Looking at the local outlook for interest rates, Australia’s central bank governor Michele Bullock said on Monday the Reserve Bank’s interest rate-setting board will weigh recent evidence showing the economy has been performing in line or slightly stronger than anticipated at next week’s policy meeting.

Inflation has fallen “substantially” to be inside the RBA’s 2 per cent to 3 per cent target and the labour market is “close to full employment”, Bullock said in her opening remarks to a parliamentary panel in Canberra on Monday.
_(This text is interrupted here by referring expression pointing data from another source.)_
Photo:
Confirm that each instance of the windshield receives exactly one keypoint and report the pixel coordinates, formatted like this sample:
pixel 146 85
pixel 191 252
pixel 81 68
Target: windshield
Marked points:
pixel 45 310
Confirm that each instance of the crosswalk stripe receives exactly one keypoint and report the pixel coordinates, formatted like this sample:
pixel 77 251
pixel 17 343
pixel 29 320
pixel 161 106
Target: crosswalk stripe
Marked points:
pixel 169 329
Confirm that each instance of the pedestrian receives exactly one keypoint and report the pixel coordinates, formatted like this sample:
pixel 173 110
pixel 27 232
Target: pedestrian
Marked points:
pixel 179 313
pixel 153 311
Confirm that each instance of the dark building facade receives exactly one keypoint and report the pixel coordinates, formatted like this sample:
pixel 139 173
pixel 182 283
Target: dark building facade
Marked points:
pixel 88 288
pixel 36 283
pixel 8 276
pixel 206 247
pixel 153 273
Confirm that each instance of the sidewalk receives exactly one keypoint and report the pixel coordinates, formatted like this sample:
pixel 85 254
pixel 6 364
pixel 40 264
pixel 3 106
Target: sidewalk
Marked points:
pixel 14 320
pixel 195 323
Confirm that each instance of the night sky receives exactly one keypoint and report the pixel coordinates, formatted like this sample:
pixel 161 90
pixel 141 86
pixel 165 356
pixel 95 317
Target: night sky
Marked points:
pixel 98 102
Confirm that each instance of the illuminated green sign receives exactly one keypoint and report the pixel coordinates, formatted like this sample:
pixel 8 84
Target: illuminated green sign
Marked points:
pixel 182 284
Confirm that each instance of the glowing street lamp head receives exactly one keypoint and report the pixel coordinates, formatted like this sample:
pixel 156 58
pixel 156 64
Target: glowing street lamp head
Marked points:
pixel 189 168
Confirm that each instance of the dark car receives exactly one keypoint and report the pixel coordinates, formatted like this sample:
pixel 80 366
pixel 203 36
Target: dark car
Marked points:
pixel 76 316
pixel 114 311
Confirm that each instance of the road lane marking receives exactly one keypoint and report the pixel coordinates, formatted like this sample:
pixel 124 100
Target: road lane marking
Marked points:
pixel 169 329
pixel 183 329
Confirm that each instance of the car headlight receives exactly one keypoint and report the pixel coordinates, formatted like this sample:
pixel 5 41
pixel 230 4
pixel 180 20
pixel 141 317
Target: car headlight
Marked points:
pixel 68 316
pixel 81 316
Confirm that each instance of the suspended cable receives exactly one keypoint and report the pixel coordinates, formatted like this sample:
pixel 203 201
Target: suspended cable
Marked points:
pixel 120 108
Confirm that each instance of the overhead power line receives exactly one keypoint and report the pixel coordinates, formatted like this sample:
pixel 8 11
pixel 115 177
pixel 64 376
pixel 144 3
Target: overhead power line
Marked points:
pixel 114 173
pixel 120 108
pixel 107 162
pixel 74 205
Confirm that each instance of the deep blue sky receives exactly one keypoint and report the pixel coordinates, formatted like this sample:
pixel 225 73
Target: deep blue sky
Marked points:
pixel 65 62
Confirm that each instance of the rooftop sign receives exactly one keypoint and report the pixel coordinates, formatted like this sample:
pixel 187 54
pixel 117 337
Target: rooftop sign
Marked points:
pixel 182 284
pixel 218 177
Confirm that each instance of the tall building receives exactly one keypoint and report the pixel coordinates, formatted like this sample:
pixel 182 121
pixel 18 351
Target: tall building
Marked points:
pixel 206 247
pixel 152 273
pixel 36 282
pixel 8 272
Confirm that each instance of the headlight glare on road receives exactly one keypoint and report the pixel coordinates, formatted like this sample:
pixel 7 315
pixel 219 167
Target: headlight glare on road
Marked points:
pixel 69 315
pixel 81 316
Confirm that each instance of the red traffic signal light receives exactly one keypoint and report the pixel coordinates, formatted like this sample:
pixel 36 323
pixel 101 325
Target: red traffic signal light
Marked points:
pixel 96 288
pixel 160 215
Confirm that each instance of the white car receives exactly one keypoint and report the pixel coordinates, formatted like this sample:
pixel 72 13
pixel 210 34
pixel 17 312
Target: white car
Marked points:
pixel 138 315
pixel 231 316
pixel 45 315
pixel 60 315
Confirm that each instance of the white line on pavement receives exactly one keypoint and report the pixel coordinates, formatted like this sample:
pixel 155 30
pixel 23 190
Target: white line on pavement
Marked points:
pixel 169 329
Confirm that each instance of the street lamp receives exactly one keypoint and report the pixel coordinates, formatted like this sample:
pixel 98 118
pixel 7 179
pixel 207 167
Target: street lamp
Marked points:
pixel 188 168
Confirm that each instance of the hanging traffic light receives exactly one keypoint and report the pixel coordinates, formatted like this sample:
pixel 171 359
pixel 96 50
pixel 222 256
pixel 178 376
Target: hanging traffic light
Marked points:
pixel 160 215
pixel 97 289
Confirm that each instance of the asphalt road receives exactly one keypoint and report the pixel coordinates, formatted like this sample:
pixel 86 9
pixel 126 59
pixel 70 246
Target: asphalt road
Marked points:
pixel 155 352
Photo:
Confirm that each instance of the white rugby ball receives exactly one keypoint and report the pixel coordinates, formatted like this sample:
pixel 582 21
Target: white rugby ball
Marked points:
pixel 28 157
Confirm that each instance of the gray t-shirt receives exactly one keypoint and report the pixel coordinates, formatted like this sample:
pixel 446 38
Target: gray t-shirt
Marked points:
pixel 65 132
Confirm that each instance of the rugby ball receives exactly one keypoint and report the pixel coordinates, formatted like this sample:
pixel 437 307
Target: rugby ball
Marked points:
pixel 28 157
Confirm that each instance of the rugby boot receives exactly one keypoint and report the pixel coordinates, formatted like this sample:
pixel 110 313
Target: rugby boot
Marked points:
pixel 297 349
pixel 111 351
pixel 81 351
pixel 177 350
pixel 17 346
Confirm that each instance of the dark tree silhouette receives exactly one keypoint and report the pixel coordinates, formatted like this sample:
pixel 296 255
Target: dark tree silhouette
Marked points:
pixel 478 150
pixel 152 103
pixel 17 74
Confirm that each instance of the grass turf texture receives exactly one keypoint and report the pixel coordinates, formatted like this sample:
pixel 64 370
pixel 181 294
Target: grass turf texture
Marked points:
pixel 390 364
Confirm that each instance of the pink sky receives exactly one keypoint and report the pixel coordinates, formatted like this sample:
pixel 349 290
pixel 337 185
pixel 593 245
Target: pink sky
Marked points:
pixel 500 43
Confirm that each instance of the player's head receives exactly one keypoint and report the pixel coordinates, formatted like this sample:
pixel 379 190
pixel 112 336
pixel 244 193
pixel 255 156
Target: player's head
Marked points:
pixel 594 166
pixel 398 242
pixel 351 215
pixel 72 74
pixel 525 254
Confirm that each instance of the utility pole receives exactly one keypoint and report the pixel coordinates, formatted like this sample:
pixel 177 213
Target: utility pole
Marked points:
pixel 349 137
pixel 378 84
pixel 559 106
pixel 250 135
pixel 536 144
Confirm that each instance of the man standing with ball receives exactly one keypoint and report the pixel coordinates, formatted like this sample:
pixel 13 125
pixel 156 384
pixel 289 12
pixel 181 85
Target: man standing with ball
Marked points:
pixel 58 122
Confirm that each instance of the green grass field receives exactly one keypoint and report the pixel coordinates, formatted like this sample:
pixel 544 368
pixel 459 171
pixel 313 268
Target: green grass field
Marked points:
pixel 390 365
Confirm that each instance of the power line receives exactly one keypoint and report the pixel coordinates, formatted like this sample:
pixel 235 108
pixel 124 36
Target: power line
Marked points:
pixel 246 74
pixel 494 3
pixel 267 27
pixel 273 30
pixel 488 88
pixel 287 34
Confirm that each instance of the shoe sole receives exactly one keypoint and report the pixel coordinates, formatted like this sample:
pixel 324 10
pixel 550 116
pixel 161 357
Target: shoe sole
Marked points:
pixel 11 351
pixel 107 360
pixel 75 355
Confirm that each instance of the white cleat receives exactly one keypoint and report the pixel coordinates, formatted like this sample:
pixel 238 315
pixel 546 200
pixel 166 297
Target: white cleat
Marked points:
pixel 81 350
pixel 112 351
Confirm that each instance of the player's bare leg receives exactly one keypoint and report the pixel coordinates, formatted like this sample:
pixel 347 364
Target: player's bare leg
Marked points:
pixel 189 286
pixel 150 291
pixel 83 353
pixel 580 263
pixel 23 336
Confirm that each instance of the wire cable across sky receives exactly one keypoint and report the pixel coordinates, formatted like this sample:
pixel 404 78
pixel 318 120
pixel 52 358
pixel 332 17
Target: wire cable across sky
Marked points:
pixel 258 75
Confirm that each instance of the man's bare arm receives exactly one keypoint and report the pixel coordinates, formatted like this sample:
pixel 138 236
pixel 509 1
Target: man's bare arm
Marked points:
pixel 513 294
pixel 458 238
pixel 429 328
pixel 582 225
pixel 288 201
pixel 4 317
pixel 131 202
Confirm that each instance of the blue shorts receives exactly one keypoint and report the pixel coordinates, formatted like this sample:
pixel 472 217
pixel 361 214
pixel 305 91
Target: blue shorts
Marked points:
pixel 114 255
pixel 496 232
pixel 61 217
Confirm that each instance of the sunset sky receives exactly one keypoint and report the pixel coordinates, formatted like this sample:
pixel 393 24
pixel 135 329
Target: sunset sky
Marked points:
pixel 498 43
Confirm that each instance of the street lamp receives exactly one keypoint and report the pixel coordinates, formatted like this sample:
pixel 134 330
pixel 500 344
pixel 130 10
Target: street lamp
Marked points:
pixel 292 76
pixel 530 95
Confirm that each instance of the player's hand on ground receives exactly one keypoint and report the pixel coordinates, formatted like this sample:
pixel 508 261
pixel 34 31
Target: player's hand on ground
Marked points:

The comments leaned hawkish and sent yields on policy-sensitive three-year government bonds a tad higher while the Aussie dollar pared some of its losses. Traders still see a good chance of the next Reserve Bank cut in November, though they trimmed the probability to around 80 per cent now from roughly 90 per cent before to the governor’s comments.

“Since the August meeting, domestic data have been broadly in line with our expectations or if anything slightly stronger – the board will discuss this and other developments at our meeting next week,” Bullock said.

The central bank is widely expected to keep borrowing costs unchanged at 3.6 per cent next Tuesday, having embarked on a policy easing campaign this year and cut rates three times since February. Most economists expect it to reduce rates in November and follow that up with one more cut early next year.